Increasing sheep production will not result in higher prices – ICSA

The ICSA has criticised the stance taken by sheep factories on its prediction of a one million head increase in sheep throughput in the coming years.

Earlier this week, Meat Industry Ireland (the association representing meat factories) presented an ambitious plan to the Minister for Agriculture, Michael Creed, for the sheepmeat sector over the next five years.

The plan envisages significant additional lamb output of one million per year built on a programme aimed at rebuilding the national breeding flock to 3m ewes.

However, the ICSA Sheep Chairman John Brooks has questioned how the scheme will benefit Irish sheep farmers.

This is a great proposal for sheep factories. Get farmers to work harder to produce more sheepmeat and the surplus output will help to drive down prices. What’s in this for farmers?”

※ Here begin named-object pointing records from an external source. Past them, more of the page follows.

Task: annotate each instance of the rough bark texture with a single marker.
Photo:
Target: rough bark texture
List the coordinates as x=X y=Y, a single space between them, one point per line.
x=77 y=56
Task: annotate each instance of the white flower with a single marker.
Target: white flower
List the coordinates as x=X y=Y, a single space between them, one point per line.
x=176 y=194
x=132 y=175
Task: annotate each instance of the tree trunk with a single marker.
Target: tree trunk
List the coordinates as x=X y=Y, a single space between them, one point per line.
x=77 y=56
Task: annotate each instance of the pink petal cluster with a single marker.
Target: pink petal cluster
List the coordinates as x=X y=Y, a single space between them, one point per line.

“There is no indication of any priority being given to securing an increase in incomes above the current average of just €16,000 per annum for sheep farmers,” Brooks said.

Brooks also said that farmers have seen the meat industry pulling prices when numbers have increased slightly.

“Experience would suggest that increased production does not equate to increased prices, in fact, it is quite the opposite.

“The beneficiaries in the long term would be the processors alone,” he said.

The ICSA representative also said that these proposals would place an even greater cost burden onto sheep farmers, including EID tagging, when there is no evidence of any real benefit to the producer.

“ICSA believes that any development plan for the sheepmeat sector should have the interests of the producer at its core and look at ways to boost income”, he said.